Fra le auto stradali aggiudicate spicca un terzetto di Ferrari milionarie, guidate da una visibilissima Daytona Spider del 1973 gialla, finita ad un collezionista monegasco che possiede già alcune spider del cavallino, auto che grazie alla sua rarità (poco più di cento esemplari) ha raggiunto 2,6 milioni di euro, mentre un'elegante 275 GTB del 1965 dal colore azzurro chiaro ha superato i due milioni di euro, entrambe oltre le rispettive stime alte. Un'altra auto scoperta, una 275GTS Convertibile sempre del 1965, argento metallizzato molto elegante, ha trovato compratori solo dopo l'asta a 1,2 milioni di € da una stima di 1,4-1,6 milioni, forse a causa della presenza di un'esemplare migliore venduto da Bonhams il giorno prima. Sempre in ambito italiano, ha sfiorato 2,5 milioni di euro una Lamborghini Miura SV del 1971 per il mercato americano, stimata 2,2-2,6 milioni di €, mentre una Countach 25mo Anniversario gialla del 1990 ha raggiunto 432mila € superando le stime, ed una Diablo GT del 2001 è passata di mano per la stima alta a 612mila €; due delle sette Lamborghini in catalogo sono rimaste invendute. Un'aggressiva e rara Iso Grifo A3/C da competizione del 1965 rossa e dalla caratteristica linea bassissima non ha trovato offerenti dalla stima di 1,5-1,7 milioni di €.

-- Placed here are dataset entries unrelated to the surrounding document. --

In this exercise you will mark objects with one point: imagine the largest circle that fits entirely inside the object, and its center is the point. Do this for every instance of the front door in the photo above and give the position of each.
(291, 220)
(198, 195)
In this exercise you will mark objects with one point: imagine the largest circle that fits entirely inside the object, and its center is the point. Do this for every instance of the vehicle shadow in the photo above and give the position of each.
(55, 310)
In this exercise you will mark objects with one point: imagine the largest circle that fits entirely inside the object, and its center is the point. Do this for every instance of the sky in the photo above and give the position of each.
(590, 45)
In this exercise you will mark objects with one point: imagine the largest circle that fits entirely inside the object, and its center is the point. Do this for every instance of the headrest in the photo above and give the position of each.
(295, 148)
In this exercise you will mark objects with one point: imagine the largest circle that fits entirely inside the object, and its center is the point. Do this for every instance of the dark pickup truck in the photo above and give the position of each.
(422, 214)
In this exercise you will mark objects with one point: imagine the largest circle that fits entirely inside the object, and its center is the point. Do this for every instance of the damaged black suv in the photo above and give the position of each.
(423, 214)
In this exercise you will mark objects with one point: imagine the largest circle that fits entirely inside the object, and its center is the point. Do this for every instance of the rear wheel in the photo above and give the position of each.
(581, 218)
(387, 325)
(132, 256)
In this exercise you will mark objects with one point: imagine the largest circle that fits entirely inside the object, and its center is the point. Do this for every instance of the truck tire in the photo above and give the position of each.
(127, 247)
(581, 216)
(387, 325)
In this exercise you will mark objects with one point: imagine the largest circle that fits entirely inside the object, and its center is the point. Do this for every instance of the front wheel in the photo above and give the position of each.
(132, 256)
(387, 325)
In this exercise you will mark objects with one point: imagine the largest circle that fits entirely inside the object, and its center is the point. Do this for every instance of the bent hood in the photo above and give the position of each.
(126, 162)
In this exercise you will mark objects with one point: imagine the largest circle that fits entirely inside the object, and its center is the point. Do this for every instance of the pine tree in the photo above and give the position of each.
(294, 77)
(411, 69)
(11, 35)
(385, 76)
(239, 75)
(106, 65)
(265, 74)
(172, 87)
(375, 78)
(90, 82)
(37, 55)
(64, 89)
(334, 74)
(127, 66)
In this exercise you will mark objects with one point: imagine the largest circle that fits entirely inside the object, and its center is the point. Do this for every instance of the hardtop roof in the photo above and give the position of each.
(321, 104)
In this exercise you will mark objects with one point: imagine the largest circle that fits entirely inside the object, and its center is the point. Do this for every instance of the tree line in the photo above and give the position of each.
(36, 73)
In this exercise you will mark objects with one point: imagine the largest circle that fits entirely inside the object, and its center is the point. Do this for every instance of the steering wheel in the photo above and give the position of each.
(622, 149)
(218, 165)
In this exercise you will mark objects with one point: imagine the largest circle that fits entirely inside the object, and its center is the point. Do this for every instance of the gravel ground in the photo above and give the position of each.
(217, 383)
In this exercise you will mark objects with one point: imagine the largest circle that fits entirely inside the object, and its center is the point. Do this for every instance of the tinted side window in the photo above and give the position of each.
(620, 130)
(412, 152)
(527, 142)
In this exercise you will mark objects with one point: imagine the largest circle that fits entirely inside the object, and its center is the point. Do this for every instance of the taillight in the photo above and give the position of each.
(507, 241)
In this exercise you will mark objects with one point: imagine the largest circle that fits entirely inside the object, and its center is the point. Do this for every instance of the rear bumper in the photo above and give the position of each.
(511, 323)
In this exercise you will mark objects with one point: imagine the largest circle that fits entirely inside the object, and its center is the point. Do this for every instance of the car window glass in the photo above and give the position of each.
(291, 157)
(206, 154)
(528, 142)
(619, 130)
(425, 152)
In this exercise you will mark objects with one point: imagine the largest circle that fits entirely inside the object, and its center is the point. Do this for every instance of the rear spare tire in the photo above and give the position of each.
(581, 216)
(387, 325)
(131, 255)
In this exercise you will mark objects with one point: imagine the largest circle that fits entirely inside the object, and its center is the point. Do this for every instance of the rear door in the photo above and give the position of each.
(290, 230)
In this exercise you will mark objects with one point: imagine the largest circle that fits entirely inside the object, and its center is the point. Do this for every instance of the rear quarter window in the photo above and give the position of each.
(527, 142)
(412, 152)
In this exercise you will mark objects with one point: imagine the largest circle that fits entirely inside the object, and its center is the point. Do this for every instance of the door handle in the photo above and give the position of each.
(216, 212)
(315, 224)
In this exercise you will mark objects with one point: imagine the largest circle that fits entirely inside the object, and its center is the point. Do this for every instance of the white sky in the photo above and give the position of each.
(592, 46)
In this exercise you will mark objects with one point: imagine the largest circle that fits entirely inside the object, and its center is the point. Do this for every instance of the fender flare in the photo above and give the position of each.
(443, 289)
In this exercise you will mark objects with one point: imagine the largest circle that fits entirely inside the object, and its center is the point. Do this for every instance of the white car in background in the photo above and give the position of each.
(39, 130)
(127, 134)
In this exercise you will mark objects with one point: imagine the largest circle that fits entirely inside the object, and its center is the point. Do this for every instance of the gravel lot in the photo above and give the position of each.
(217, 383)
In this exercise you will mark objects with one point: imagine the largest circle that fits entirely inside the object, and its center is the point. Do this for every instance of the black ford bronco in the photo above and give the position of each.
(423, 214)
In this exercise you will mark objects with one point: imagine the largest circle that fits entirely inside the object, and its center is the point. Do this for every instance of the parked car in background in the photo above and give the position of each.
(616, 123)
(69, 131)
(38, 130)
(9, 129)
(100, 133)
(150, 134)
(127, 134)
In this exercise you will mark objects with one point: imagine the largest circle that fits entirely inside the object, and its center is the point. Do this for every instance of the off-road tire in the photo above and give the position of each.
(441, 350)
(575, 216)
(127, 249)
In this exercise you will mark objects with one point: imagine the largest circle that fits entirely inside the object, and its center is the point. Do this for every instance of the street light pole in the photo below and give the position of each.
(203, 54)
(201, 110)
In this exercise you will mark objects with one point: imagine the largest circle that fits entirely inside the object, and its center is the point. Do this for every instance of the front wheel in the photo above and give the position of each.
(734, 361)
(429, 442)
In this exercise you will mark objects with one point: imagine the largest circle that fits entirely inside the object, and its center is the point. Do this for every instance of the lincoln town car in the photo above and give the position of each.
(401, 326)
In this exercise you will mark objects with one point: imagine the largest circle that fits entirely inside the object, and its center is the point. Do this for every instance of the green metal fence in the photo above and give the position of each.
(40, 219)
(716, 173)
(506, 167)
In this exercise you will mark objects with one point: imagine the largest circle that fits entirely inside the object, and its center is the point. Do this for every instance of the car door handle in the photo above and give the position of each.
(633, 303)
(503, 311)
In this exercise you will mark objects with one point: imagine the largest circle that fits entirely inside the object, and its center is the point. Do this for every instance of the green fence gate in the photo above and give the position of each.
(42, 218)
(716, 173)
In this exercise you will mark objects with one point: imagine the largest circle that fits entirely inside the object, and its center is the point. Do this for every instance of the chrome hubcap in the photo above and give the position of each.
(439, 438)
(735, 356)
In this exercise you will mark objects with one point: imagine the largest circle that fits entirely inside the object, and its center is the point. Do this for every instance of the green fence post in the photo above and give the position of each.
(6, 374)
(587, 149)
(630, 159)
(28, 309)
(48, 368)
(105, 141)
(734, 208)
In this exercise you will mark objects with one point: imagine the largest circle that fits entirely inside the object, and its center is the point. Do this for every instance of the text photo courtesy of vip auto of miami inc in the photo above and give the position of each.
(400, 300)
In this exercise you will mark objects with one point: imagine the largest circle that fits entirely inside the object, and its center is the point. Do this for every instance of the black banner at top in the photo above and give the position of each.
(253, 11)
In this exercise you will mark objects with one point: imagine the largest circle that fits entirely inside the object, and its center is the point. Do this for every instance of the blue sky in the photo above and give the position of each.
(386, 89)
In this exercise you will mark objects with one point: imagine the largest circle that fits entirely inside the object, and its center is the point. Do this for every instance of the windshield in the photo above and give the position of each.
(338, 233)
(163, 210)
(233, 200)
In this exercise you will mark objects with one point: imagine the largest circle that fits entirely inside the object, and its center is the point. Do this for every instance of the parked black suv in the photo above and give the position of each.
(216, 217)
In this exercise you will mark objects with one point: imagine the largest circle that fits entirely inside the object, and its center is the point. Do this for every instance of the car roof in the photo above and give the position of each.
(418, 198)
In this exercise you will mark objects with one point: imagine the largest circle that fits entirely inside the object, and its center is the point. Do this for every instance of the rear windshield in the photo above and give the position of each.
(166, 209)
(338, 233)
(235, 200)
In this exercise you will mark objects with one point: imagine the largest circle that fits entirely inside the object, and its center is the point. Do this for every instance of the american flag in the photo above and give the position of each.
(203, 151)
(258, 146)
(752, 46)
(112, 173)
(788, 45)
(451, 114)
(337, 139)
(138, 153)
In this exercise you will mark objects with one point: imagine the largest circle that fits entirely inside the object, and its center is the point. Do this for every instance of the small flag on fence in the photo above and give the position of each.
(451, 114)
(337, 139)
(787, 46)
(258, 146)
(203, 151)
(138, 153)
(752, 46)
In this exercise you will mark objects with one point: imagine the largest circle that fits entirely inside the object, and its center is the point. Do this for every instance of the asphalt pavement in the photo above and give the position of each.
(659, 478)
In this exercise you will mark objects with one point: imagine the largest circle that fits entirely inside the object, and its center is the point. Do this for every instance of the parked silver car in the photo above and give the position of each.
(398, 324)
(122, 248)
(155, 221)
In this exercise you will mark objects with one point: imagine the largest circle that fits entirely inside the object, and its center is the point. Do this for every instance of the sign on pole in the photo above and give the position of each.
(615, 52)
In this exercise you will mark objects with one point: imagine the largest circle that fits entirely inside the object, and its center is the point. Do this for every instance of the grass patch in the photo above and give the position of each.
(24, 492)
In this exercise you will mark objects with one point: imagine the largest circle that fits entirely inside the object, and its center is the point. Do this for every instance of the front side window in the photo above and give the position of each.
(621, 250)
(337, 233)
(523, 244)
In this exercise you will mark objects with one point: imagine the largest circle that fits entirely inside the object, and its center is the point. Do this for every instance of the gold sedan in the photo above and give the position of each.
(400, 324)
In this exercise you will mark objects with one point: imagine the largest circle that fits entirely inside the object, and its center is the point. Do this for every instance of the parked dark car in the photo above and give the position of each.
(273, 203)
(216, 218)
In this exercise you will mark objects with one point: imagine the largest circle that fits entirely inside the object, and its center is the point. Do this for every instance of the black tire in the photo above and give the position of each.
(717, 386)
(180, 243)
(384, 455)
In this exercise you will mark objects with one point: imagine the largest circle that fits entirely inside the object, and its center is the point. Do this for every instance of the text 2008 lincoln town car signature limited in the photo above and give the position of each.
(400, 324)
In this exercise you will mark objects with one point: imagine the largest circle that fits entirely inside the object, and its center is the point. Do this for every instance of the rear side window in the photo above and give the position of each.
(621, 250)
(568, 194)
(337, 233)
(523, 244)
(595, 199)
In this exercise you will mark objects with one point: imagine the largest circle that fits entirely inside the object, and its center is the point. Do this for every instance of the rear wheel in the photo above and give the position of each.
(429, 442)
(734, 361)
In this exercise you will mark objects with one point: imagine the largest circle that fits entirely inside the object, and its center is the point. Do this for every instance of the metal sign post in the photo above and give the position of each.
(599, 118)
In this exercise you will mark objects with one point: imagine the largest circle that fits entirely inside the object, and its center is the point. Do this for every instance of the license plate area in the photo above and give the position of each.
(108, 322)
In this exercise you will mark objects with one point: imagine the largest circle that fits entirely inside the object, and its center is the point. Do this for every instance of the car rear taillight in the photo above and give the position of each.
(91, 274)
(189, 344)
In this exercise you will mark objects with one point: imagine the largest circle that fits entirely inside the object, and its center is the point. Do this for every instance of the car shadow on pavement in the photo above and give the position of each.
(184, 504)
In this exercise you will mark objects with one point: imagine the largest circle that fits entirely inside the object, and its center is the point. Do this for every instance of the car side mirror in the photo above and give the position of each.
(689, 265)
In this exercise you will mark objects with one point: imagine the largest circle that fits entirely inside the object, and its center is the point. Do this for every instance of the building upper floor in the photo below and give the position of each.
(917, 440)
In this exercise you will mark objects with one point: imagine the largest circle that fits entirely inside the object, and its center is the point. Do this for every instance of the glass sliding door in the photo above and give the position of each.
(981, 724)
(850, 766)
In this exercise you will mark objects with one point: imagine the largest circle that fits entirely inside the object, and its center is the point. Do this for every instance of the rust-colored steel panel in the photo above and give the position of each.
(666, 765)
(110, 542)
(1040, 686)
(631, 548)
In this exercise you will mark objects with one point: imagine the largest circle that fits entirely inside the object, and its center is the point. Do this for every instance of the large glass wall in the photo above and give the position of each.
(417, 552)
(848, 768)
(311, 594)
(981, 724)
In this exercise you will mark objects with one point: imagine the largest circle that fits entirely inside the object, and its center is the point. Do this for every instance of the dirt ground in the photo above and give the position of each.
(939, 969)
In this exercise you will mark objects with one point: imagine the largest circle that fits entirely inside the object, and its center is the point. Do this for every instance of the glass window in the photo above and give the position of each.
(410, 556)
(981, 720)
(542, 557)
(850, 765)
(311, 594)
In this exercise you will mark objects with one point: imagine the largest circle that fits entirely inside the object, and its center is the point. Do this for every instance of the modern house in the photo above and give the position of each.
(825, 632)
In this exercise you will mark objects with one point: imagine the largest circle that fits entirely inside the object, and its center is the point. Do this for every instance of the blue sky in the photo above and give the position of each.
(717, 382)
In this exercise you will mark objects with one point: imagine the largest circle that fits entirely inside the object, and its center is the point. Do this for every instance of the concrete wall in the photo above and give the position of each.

Completa il quadro delle vendite milionarie una Porsche 911 Carrera 2.7 RS Lightweight del 1973 giallo acido, aggiudicata fra gli applausi dei venditori a quasi 1,3 milioni di euro, oltre la stima alta di un milione, mentre una 911 Turbo Cabriolet rossa del 1989 è rimasta invenduta, cosi come una 365 Cabriolet del 1952 (stima 500-600mila €) ed una recentissima 911 GT3 RS argento (stima 130-160mila €). La casa d'aste ha dichiarato di aver venduto dopo l'asta la Jaguar da competizione per 1,9 milioni di euro e una BMW 507 Roadster 507 Seconda serie del 1958 dal colore inusuale, sotto la stima di 2,1-2,5 milioni di euro. Fra le auto italiane, risultano ‘disponibili' sul sito della casa d'aste due Lamborghini, una classica 400 GT grigia del 1967 invero molto elegante, ed una recentissima Gallardo del 2014, nonché una Lancia Aurelia B24 Spider America del 1955 nella elegante livrea nera (stima 625-675mila €) e una Maserati Mexico del 1967 (forse sovrastimata a 120-140mila € nonostante le ottime condizioni, mentre un'esemplare da ricondizionare è stato venduto il giorno prima da Bonhams a 69mila€).

I motori di oggi

Diverse le auto degli anni 2000 rimaste al palo, fra cui spicca una Ford GT Carbon Series del 2020 dalla stima milionaria, il prototipo per le prove stradali della LaFerrari del 2012 (stima 1,4-1,8 milioni di euro), una Ferrari 430 Scuderia Spider del 2009 (250-290mila €). Fra i realizzi ‘curiosi' o oltre le aspettative si notano due auto francesi: una Citroen 2CV 4x4 Sahara del 1964, rarissima con due motori ed in perfette condizioni, aggiudicata a 132mila €, ben oltre le stima alta, e una Renault 5 Turbo Group 4 da rally del 1980 che è passata di mano a 444mila €, dalla stima di 350-450mila €. In ambito Ferrari va registrato il prezzo di una Dino 246 GTS del 1973 in versione speciale americana che ha raggiunto 540mila €, ben oltre la stima alta grazie alle condizioni da concorso e dettagli speciali come i sedili tipo ‘Daytona', e i 138mila euro spesi per una elegante 456GT del 1995 color argento, già auto posseduta dallo stilista Pininfarina che ne disegnò le linee pulite e sempre eleganti; solo tre delle ben 19 auto del cavallino proposte non hanno trovato compratori, purtroppo però fra queste anche la 340MM milionaria.